Home Ads

Rabu, 15 Juli 2020

Resensi Buku Prahara Suriah, Dina Y Sulaeman

Membongkar persekongkolan negara-negara di dunia.


Judul Buku: Prahara Suriah
Pengarang: Dina Y Sulaeman
Penerbit: Pustaka Iman
Tahun Terbit: 2013
Cetakan ke: 1
Jumlah Halaman: 238
Genre: Non Fiksi
Nama Peresensi: Aida Mudjib

"Situasi Suriah telah membagi dua dunia. Ini adalah konflik internal yang membawa konsekuensi global" (Evgeniy Proddubniy dkk, hal 211)

Sejak tahun 2011 terjadi perang di Suriah, negara yang dahulunya merupakan akar peradaban dunia. Negeri kuno di mana banyak sekali nabi dan rasul diutus. Perang saudara terjadi konon karena pemimpin Suriah memaksakan stabilitas pada kelompok-kelompok agama dan etnis di negara tersebut. Para jihadis berjuang mengangkat senjata melawan presiden al-Assad. Sejak itu Suriah menghasilkan salah satu migrasi paksa terbesar sejak perang dunia ke-2. Perang telah mengorbankan sekitar lima juta orang dan membuat mereka terusir dari tempat tinggalnya. Penduduk yang tersisa diperkirakan enam puluh persen hidup dalam kemiskinan yang ekstrem dengan perekonomian yang menyusut dan kondisi yang memprihatinkan dibanding sebelum perang. 
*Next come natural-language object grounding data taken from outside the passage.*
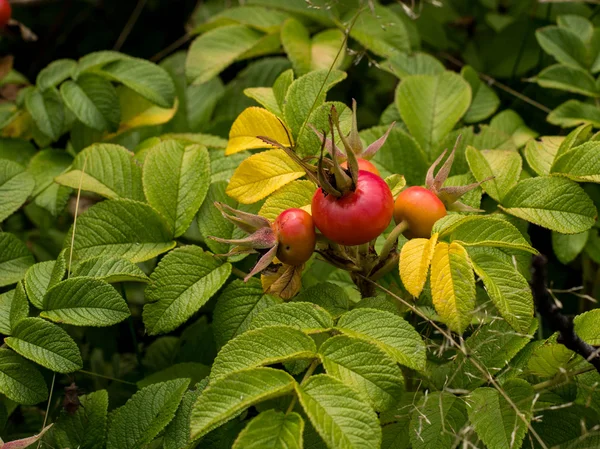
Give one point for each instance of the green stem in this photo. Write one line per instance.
(138, 355)
(392, 239)
(89, 373)
(239, 273)
(311, 369)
Sebenarnya apa yang terjadi di Suriah? Benarkah Asad yang selama ini anti Israel menjadi musuh mereka yang juga menginginkan kemerdekaan Palestina? Perang Suriah ini perang politik atau perang antar mazhab? Benarkah di sana terjadi kekejaman luar biasa sehingga memerlukan jihadis dunia?
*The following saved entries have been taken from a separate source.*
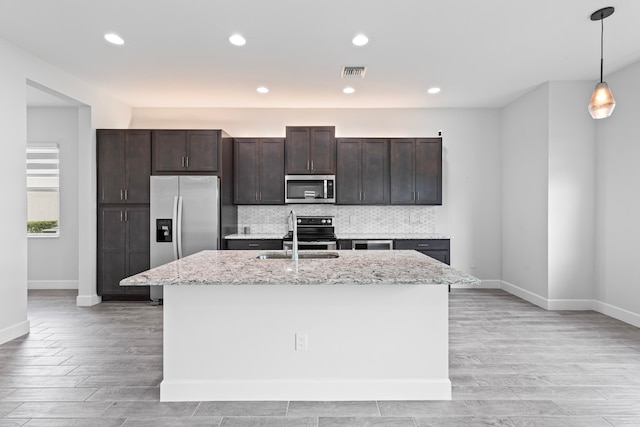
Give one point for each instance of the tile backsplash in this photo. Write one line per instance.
(348, 219)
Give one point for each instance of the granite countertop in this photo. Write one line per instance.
(347, 236)
(404, 267)
(389, 236)
(256, 236)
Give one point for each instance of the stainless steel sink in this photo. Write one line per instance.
(301, 255)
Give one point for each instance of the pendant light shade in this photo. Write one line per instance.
(602, 101)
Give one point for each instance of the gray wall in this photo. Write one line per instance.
(53, 261)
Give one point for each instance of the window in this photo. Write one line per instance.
(43, 185)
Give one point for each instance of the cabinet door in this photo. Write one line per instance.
(112, 236)
(246, 170)
(297, 150)
(322, 150)
(254, 244)
(375, 171)
(169, 150)
(138, 165)
(202, 151)
(271, 180)
(137, 245)
(402, 171)
(111, 166)
(348, 172)
(428, 181)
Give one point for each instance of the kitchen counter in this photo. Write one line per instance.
(347, 236)
(389, 236)
(269, 236)
(405, 267)
(256, 336)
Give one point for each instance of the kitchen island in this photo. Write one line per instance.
(368, 325)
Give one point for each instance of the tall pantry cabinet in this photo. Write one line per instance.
(124, 167)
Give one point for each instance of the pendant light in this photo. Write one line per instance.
(602, 102)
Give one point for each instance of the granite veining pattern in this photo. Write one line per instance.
(405, 267)
(347, 236)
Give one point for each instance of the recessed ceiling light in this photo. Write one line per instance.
(360, 40)
(237, 40)
(114, 39)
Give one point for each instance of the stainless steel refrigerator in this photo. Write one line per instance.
(185, 219)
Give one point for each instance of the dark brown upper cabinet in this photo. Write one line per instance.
(362, 175)
(310, 150)
(416, 171)
(258, 171)
(185, 152)
(124, 166)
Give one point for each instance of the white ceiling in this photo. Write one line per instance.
(177, 54)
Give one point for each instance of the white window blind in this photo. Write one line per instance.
(43, 188)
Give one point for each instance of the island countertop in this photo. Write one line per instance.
(400, 267)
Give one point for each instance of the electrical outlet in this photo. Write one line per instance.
(301, 342)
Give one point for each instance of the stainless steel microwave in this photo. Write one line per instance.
(310, 188)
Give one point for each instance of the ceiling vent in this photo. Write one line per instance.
(348, 72)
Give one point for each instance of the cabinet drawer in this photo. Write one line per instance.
(257, 244)
(422, 244)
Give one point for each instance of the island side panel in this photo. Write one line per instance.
(382, 342)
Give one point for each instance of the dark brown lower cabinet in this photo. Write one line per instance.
(251, 244)
(123, 250)
(439, 249)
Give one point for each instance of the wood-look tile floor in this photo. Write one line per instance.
(512, 364)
Buku prahara Suriah ini ditulis oleh Dina Sulaeman, seorang dosen ilmu hubungan internasional universitas Padjajaran Bandung. Buku ini dilengkapi dengan foto-foto, infografis, dan sumber-sumber berita yang bisa ditelusuri lebih lanjut oleh pembacanya sehingga cukup kredibel. Bahasa yang digunakan juga ringan, jadi pembaca yang bukan peminat geopolitik juga akan dengan mudah mengikuti narasinya.

Dalam Buku Prahara Suriah ini, Dina memaparkan satu per satu faktor konflik Suriah tersebut dengan ringan, tidak berat seperti pemaparan dalam dunia akademis. Penulis dalam pengantarnya mengatakan bahwa dia berharap buku ini bisa membuat bangsa Indonesia mengambil hikmah dan pelajaran dari konflik Suriah. Indonesia adalah negeri sangat kaya sumber daya alam dan pada saat yang sama, memiliki banyak sekali etnis agama dan mazhab sehingga potensi konflik di Indonesia sangat besar. Terutama banyak pihak mengambil keuntungan ketika bangsa Indonesia disibukkan oleh konflik internal.
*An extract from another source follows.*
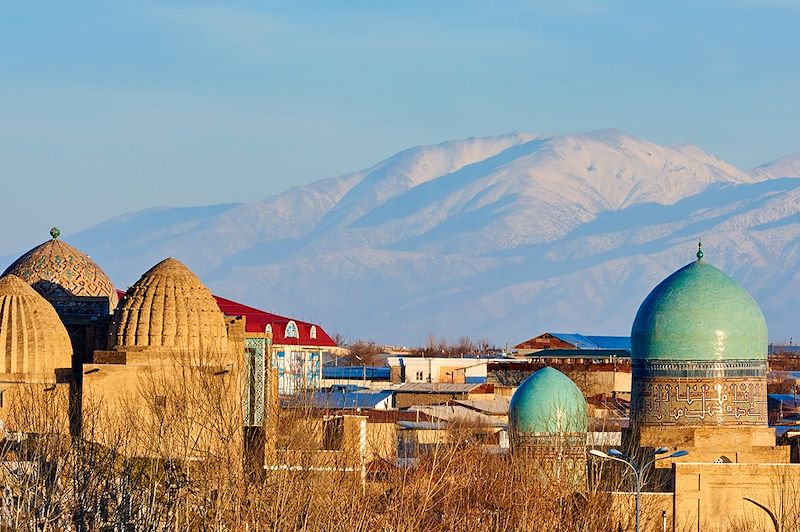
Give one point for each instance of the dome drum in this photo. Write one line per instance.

Buku ini terbagi menjadi 8 bab yang mencakup tentang keadaan Suriah, tragedi-tragedi yang ada, seruan jihad, pihak-pihak yang bermain dalam konflik Suriah, khilafah, peran Israel dan pendapat-pendapat dari internal pemerintahan Suriah sendiri. Bab terakhir ditujukan untuk membandingkan antara Suriah dan Indonesia juga tentang syahidnya Syekh Said Ramadhan Al Buthy.

Pada awal pemaparan bukunya, Dina menerangkan tentang kondisi pada saat buku ini ditulis yakni tahun 2013, saat itu "bau mesiu memenuhi udara. gumpalan asap, besi-besi yang meleleh nama jajanan darah, ceceran darah, teriakan histeris dan raungan sirene ambulans maupun pemadam kebakaran memenuhi udara."

Berita oleh media adalah sebagai berikut "Sejak Maret 2011 rakyat Suriah berdemonstrasi menuntut mundurnya rezim al-Assad yang sudah terlalu lama berkuasa. Dimulai sejak Hafez al-Assad tahun 1972, lalu digantikan anaknya Bashar al-Assad sejak tahun 2000 hingga kini. Gerakan rakyat Suriah ini merupakan bagian dari gelombang musim semi Arab yang mendambakan demokratisasi di negara-negara Arab. rezim Assad menghadapi aksi damai rakyatnya secara brutal. rezim Assad yang beraliran Syiah Alawi tanpa kenal ampun membunuhi para demonstran yang umumnya berasal dari kalangan Sunni."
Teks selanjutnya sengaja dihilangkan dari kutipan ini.